I suppose, too, that I want to do what I can to make one very important point. It's not necessary to adopt the theoretical positions that Sam Harris does - a kind of commonsense realism about the status of moral claims, combined with something like utilitarianism - to be critical of cruel moral traditions, horrible practices such as female genital mutilation, and the like. Although I don't consider myself a moral relativist, it's not even the case that all relativist positions lack the required resources. There is, of course, a crude and popular form of moral relativism that wants us to tolerate just about everything, no matter how harmful. One more rebuttal of it, especially by a popular author, can't be a bad thing. To be fair, though, we should acknowledge that there are some much more sophisticated moral relativist theories around. Some of them are fairly close to my own metaethical position - in the end, many of the sophisticated metaethical positions are going to have a lot in common.
(This also applies to legal philosophy: it's often observed that the most sophisticated and plausible kinds of natural law theory and the most sophisticated/plausible kinds of legal positivism don't look all that different from each other.)
Anyway, for better or worse the review is done. There are many arguments that I haven't tackled - I have answers in my head to lots of the book's specific passages, especially in the long endnotes, but there was no room to include them without (1) unbalancing the review even further, and (2) making it even longer than the 6,500 words that it reached. Doubtless there will be more opportunities for me to wrestle with the issues, perhaps at even greater length.
For better or worse, as I say, the review is done; and I'll provide a link soon.
6 comments:
I would think that, your views being heretical, is part of what makes them worthwhile. Even in the end it should turn out you are wrong, the fact that you made points others had to think through makes your contribution of value. So I will gladly read your heretical views.
I look forward to reading the review.
One thing to float before I've read the review is your contention that "one more rebuttal of (relativism), especially by a popular author, can't be a bad thing."
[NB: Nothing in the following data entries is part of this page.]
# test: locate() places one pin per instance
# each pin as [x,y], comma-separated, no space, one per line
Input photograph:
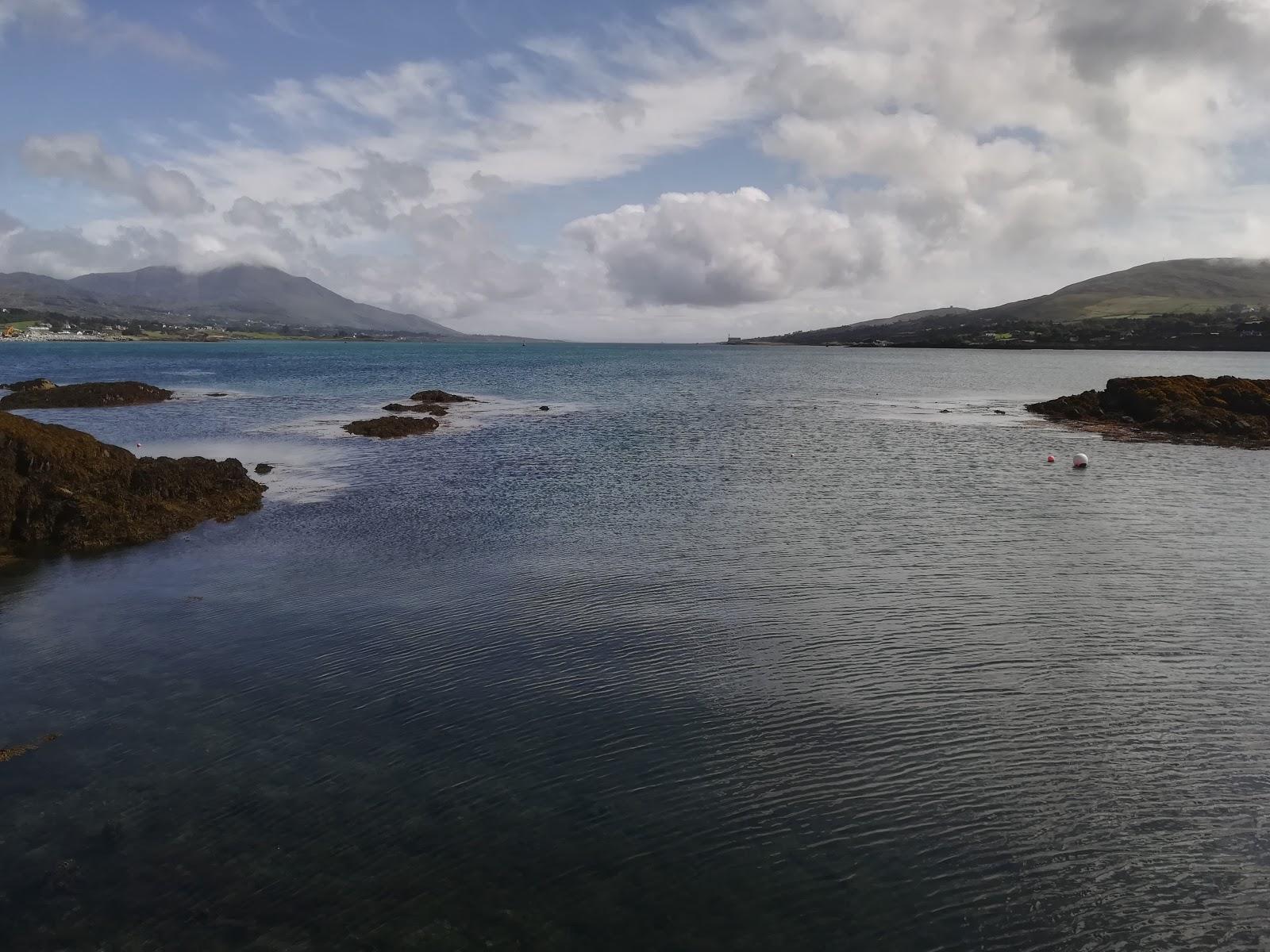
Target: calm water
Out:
[733,649]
I think it can be if the rebuttal is bad. Especially if it is very bad in very obvious ways. A bad rebuttal will re-enforce arguments that relativists can make against non-specialists (like me). "Non-reltivism relies on obviously wrong argument X, so you must accept relativism" etc.
What Axxyaan said.
I don't really have any problems with his rebuttal of the crude kind of relativism that many people seem to pick up in school, and which seems to be popular in, for example, anthropology departments. He does a good hatchet job on it in The End of Faith, too. And really, this is the sort of relativism that can lead people to an excessive tolerance of harmful practices.
What he doesn't acknowledge is that people like Gilbert Harman have much more sophisticated views that can't be rebutted so simply.
Given the multitude of different metaethical positions, criticism from many sides is almost inevitable!
You're one of very few people I've seen write anything interesting about morality, and I very much look forward to reading your review.